Overhaul encoding handling in cmdline even more.

Now the encoding guessed for the input file will be used for an output file. We now always read and write to the terminal .buffer on Python 3, which allows us to override the terminal encoding and use our guessing algorithm.
author: Georg Brandl <georg@python.org> 2014-10-08 01:20:11 +0200
committer: Georg Brandl <georg@python.org> 2014-10-08 01:20:11 +0200
commit: 484583e428efde3dbea4980ffeafc53d4fe37935 (patch)
tree: 4102a9b4462a6069eb55bff5009a52e8e35f2314
parent: c0ffb8a5babc8e6d1c58b92810f1cc11ae96ff85 (diff)

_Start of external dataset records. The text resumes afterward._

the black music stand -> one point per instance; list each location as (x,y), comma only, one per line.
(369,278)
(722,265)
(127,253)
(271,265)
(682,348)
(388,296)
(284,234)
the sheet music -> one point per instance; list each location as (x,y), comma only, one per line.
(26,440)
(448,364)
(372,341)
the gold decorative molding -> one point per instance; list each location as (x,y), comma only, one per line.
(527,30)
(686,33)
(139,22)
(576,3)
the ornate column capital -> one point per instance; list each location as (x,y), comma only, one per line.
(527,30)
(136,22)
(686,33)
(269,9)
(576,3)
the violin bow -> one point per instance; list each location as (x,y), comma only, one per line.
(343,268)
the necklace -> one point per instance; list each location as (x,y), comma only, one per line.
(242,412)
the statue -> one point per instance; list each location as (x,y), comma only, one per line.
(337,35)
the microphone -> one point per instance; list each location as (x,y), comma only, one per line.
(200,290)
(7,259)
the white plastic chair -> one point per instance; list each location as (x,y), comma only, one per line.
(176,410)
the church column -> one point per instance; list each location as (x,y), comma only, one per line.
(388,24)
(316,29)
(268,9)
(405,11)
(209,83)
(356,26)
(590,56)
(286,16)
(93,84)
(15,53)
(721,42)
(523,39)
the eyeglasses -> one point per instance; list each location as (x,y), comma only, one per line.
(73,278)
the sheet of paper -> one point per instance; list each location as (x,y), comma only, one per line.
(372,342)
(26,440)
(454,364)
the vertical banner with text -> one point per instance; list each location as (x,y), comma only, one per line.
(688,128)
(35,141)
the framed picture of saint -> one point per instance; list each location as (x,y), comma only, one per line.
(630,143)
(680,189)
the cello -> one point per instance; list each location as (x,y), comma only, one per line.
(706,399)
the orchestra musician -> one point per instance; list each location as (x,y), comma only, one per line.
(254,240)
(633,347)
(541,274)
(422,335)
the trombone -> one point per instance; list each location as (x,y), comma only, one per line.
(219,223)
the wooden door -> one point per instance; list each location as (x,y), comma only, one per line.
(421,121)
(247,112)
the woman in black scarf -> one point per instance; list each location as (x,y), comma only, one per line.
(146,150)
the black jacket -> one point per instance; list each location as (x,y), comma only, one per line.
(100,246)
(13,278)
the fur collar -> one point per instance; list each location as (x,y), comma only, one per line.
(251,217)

download: pygments-484583e428efde3dbea4980ffeafc53d4fe37935.tar.gz
4 files changed, 75 insertions, 50 deletions
diff --git a/pygments/cmdline.py b/pygments/cmdline.py
index 20a3ae04..c687e12b 100644
--- a/pygments/cmdline.py
+++ b/pygments/cmdline.py
@@ -17,7 +17,7 @@ from textwrap import dedent
 
 from pygments import __version__, highlight
 from pygments.util import ClassNotFound, OptionError, docstring_headline, \
-    text_type, guess_decode
+    guess_decode, guess_decode_from_terminal, terminal_encoding
 from pygments.lexers import get_all_lexers, get_lexer_by_name, guess_lexer, \
     get_lexer_for_filename, find_lexer_class, TextLexer
 from pygments.formatters.latex import LatexEmbeddedLexer, LatexFormatter
@@ -189,18 +189,6 @@ def _print_list(what):
             print("    %s" % docstring_headline(cls))
 
 
-def _get_termencoding():
-    """Return terminal encoding for stdin/stdout.
-
-    Defaults to preferred locale encoding.
-    """
-    import locale
-    defencoding = locale.getpreferredencoding()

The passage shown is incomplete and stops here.